Offenbar gibt es im Gehirn einen Mechanismus, mit dem das Ich-Empfinden von dem „normalen" sensorischen Input abgeschnitten wird. Das „Bewusstsein ohne Ego" ist „neurobiologisch nicht in der Lage, zwischen Subjekt und Objekt, zwischen dem begrenzten persönlichen Selbst und der äußeren, dinglichen Welt zu unterscheiden" (Newberg) Das Gehirn sucht nach Erklärungen in diesem „Selbst-losen" Zustand und greift zurück auf Erzählungen einer transzendenten Realität - der Mensch, der in mystischer Versenkung sein Ego transzendieren will, muss die Erzählung allerdings schon kennen und erfahren wollen, um sich in sie hinein konfabulieren zu können.

 

PS: Newberg formuliert die Hoffnung, dass die neobiologischen Gemeinsamkeiten religiöser Mythen dazu führen könnten, dass die Vertreter der Religionen ihr Strebens nach Einheit mit dem Universellen als gemeinsame Erfahrung verstehen und somit Frieden (untereinander) verbreiten könnten. 

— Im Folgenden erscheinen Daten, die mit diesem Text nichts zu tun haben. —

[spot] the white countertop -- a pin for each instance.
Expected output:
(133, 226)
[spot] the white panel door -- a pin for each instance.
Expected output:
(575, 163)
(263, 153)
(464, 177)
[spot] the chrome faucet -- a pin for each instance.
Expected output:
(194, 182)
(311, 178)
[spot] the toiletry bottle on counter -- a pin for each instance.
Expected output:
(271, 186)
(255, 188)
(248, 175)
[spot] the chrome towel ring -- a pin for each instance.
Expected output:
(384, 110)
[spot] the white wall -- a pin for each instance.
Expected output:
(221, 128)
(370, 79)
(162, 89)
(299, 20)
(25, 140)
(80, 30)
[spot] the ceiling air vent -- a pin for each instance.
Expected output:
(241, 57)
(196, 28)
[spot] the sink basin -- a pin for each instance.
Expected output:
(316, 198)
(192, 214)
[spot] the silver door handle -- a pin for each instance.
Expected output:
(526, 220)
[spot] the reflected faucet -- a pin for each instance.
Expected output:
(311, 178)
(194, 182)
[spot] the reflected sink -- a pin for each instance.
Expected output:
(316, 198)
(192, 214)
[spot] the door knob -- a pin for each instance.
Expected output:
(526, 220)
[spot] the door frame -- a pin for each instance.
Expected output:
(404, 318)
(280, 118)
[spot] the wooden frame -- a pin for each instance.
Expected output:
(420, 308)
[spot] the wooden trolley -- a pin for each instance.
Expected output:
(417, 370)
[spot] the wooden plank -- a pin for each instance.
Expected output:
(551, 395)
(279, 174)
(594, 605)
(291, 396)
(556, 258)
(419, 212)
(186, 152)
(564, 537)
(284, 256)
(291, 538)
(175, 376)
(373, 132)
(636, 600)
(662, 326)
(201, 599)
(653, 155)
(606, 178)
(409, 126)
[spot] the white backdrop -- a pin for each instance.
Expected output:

Das mag auf meditierende Individuen zutreffen. Aber überall da, wo das religiöse Bedürfnis in Gemeinschaftsbildung eingebunden ist, werden die kulturspezifischen Besonderheiten zu Kampfplätzen der vielfältigen profanen Interessenkonflikte der religiös identifizierten Gemeinschaften. Da Religionsstifter darauf angewiesen sind, dass ihre Offenbarung Resonanz findet, lassen sich Religionen instrumentalisieren für die profanen Interessenkonflikte. 
Der Unterschied von Mission zu Kreuzzug liegt nur noch in der machtpolitischen Gelegenheit. Die meisten Götter werden wie der Alttestamentarische und auch der der Christen im tausendjährigen christlichen Mittelalter als „eifernde" Machthaber gedacht. Nur machtlose Heilige sind friedlich und tolerant.